Honest cons: The AI is less capable than Claude or GPT-4 for complex reasoning tasks. You need to already be using Notion — it doesn't justify switching to Notion just for the AI. The add-on cost is reasonable but real.
Who should skip it: Consultants not using Notion should start elsewhere — the AI alone doesn't justify adopting a new workspace tool.
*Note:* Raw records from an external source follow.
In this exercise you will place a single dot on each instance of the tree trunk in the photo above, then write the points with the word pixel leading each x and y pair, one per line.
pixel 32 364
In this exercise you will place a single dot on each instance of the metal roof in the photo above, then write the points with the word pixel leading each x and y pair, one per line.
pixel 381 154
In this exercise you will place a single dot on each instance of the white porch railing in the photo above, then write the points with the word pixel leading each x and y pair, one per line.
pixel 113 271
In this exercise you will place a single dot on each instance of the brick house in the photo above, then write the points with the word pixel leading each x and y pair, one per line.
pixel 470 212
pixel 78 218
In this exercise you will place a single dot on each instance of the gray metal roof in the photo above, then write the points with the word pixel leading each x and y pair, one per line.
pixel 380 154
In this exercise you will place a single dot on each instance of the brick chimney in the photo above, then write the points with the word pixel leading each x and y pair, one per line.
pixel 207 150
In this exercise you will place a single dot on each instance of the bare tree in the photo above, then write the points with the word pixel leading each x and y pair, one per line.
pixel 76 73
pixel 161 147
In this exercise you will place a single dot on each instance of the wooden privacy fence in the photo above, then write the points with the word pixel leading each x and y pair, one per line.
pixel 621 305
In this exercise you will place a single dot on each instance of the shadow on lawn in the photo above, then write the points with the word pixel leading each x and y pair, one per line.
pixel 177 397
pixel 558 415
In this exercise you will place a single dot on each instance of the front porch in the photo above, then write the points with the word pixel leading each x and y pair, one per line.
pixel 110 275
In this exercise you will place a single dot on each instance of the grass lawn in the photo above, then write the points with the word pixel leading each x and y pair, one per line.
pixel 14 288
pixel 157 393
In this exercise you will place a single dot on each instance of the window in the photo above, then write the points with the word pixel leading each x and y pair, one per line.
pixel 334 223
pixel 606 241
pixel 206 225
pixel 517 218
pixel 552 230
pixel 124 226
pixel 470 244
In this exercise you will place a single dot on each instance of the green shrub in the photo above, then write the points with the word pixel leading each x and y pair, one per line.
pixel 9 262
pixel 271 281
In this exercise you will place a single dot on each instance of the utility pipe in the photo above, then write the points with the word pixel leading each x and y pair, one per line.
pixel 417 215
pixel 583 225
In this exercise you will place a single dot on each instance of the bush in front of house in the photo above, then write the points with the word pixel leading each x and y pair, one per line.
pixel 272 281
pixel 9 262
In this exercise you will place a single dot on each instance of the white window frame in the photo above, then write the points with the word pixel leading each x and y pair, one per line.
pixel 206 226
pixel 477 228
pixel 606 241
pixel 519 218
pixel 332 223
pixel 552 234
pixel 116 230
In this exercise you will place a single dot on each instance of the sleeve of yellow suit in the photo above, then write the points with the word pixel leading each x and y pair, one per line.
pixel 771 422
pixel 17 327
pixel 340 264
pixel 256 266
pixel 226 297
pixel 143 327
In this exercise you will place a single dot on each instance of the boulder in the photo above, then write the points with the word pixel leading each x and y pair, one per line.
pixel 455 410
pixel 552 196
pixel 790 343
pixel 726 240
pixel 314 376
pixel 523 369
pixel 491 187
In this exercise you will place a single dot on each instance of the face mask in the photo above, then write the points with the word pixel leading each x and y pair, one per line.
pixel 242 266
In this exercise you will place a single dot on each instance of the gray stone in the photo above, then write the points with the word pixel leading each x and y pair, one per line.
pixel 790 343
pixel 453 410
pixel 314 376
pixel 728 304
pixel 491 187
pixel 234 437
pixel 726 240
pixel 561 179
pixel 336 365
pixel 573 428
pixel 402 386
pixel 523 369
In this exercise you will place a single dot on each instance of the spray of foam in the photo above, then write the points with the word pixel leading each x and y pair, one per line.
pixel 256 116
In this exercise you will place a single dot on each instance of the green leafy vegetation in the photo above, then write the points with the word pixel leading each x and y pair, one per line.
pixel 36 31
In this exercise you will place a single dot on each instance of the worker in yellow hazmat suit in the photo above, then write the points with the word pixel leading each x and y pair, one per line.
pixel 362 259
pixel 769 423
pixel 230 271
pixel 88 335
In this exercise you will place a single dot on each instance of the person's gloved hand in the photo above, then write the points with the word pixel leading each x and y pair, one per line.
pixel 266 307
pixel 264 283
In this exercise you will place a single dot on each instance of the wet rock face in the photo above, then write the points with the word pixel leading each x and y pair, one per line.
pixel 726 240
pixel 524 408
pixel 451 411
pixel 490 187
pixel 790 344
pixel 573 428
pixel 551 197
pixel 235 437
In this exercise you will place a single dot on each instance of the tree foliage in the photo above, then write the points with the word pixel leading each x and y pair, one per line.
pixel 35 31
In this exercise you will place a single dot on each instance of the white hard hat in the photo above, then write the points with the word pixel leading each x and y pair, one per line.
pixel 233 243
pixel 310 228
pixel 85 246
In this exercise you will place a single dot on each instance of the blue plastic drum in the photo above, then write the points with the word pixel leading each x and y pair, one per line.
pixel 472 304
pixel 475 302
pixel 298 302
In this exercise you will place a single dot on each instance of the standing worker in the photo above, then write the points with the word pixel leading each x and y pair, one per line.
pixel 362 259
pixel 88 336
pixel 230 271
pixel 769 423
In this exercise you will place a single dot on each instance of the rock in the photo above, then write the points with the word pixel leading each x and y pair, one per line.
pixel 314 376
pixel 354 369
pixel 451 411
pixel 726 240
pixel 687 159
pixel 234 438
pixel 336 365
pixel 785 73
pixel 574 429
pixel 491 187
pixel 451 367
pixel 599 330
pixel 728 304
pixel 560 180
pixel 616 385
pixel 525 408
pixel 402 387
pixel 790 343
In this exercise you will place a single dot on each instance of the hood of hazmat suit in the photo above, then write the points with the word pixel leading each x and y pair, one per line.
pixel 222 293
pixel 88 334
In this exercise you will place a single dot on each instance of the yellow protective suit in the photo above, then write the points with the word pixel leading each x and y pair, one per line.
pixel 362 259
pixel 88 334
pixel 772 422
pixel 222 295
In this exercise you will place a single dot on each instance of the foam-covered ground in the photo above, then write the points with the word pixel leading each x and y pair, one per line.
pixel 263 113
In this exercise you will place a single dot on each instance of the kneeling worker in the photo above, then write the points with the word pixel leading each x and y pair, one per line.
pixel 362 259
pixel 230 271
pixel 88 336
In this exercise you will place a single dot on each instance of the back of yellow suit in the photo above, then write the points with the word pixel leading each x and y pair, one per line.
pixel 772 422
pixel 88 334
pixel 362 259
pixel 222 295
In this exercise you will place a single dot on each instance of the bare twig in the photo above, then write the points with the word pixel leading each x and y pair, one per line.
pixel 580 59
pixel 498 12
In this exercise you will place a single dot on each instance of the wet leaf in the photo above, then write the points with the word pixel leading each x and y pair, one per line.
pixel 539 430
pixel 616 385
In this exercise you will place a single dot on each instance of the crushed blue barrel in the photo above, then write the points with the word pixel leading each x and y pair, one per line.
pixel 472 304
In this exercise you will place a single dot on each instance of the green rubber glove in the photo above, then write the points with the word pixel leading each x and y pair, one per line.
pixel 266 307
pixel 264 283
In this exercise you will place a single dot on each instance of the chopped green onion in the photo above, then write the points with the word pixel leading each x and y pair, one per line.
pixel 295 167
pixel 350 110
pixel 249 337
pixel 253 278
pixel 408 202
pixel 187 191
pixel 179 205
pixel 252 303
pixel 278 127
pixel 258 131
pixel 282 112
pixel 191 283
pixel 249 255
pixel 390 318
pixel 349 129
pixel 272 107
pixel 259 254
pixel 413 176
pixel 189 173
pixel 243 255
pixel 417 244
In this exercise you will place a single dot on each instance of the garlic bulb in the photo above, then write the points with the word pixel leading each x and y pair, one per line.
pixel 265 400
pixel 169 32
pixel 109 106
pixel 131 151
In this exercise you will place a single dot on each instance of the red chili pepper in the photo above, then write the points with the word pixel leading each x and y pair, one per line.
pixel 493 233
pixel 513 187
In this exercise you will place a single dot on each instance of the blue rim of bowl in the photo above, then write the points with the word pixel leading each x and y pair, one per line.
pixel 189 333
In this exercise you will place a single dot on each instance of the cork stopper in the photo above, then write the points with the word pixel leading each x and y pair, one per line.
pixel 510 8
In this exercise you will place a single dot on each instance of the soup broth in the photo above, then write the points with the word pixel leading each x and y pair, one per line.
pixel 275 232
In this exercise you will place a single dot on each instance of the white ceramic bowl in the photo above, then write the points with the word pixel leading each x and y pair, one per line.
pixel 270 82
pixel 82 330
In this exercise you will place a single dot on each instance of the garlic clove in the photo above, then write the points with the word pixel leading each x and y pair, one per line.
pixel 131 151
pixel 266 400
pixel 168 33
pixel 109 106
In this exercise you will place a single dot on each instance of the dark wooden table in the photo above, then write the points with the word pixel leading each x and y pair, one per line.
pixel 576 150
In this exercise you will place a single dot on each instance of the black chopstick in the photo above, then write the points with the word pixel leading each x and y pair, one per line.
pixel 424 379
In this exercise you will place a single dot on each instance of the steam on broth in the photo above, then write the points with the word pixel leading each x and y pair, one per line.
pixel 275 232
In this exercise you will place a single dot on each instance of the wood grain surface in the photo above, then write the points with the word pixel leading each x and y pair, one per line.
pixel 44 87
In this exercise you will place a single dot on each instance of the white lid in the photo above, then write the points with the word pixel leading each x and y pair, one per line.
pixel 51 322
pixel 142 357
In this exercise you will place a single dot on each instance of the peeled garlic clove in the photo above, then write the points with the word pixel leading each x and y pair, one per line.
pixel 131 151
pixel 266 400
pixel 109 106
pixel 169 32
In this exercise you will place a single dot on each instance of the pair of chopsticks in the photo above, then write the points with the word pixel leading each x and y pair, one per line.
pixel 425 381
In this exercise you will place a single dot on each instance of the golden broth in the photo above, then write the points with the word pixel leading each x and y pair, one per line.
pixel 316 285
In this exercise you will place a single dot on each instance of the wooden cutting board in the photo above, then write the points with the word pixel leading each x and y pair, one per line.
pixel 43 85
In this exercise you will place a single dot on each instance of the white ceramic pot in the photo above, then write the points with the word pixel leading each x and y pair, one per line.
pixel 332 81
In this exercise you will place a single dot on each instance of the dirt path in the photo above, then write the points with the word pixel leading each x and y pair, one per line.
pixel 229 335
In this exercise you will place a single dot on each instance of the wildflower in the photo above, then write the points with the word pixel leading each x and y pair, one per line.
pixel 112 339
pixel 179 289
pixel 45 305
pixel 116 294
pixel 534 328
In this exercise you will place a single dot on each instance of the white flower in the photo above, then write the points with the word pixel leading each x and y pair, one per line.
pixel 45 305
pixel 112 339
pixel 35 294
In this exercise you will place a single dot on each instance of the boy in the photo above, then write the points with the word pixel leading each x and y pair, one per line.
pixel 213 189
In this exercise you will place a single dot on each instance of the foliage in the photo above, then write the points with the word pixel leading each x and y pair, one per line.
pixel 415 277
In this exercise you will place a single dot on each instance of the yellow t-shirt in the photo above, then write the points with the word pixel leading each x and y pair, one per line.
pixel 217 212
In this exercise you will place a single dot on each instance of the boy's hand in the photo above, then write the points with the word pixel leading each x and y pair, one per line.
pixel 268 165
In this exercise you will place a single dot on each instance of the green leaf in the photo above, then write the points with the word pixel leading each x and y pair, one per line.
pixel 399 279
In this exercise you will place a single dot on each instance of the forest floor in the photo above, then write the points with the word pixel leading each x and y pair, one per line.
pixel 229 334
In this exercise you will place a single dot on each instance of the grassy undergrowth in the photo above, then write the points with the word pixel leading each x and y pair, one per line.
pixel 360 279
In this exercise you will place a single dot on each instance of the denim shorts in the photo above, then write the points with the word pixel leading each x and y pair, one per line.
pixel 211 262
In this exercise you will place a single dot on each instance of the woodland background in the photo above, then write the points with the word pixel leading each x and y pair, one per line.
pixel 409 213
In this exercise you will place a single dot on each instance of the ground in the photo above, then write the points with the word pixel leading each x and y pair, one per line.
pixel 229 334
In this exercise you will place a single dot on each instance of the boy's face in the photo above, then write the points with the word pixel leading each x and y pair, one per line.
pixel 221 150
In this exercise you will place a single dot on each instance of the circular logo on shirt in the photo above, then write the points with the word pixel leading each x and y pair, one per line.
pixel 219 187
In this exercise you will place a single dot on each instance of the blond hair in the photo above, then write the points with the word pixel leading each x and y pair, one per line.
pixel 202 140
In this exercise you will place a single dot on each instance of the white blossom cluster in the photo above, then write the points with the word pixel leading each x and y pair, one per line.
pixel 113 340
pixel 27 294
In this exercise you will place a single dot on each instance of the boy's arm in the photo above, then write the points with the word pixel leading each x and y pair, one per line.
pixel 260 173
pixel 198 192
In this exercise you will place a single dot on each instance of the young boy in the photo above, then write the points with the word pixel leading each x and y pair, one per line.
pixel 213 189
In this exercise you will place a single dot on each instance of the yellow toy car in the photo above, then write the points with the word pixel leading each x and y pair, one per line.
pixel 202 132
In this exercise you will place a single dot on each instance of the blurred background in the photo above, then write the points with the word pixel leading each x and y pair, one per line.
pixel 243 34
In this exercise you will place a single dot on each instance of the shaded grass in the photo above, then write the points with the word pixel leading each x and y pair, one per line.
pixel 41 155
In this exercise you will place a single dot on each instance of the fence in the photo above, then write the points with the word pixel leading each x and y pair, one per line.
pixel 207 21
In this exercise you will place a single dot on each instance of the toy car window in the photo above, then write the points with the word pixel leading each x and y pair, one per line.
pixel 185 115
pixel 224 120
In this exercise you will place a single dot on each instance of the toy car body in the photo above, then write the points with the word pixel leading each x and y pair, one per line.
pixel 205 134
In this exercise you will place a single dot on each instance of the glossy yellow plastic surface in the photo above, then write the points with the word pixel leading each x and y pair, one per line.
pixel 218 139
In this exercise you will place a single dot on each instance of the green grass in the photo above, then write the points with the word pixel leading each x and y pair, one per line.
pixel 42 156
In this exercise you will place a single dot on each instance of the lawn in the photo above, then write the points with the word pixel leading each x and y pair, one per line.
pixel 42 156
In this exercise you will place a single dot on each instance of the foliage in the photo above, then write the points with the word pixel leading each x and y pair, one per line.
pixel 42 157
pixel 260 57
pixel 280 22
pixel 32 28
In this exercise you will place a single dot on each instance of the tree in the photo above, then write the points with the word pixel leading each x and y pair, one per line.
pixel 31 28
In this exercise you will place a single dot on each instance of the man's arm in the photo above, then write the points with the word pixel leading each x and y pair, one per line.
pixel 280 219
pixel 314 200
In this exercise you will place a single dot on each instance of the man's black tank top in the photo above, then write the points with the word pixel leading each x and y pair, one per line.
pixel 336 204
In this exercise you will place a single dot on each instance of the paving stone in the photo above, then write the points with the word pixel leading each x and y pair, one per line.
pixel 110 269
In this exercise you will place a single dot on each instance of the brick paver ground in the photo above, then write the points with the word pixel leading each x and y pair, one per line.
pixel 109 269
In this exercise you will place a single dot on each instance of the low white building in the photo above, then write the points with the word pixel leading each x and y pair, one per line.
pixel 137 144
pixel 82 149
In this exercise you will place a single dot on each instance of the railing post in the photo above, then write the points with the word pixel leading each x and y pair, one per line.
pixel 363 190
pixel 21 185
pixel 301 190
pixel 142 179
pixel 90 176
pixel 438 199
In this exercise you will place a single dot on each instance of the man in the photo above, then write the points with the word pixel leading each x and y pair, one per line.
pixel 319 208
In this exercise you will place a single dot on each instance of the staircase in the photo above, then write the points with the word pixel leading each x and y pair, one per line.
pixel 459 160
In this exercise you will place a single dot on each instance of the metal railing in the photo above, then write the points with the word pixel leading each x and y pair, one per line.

How to Choose for Your Consulting Practice
The best AI stack for a consultant depends on what kind of consulting you do. Research-heavy strategy consultants will lean on Perplexity and Claude. Coaches and facilitation-focused consultants will find Otter and Notion AI more immediately useful. Generalist consultants who produce varied deliverables should probably start with Claude, since it covers the widest range of writing and synthesis tasks.
The trap to avoid is paying for too many tools at once. Most consultants need one research tool, one writing tool, and one meeting capture tool. That's probably three subscriptions at $50-60/mo total (verify) — easy to justify against even a single client engagement.
FAQ
Q: Can AI actually replace research assistants for consulting work? A: For initial landscape scanning and secondary research, yes — Perplexity Pro significantly reduces the hours spent gathering information. For primary research (interviews, surveys, proprietary data analysis), AI is a synthesis tool, not a replacement.
Q: How do I keep client data secure when using AI tools? A: Avoid pasting confidential client data into consumer-grade tools without reviewing terms. Claude and ChatGPT offer enterprise tiers with stronger data isolation. For highly sensitive engagements, consider on-premise or API-based deployments.
Q: Which AI tool is best for writing consulting proposals? A: Claude handles proposal-length documents best in my experience, especially when you give it a detailed brief about the client situation and your proposed approach. Combine it with a strong proposal template you've developed from past work.
Q: Is there an AI tool that handles scheduling and client communication? A: Not in this stack, but tools like Calendly AI and Superhuman handle scheduling and email with AI assist. They're outside the scope of core consulting deliverable work, but worth looking at if those are your friction points.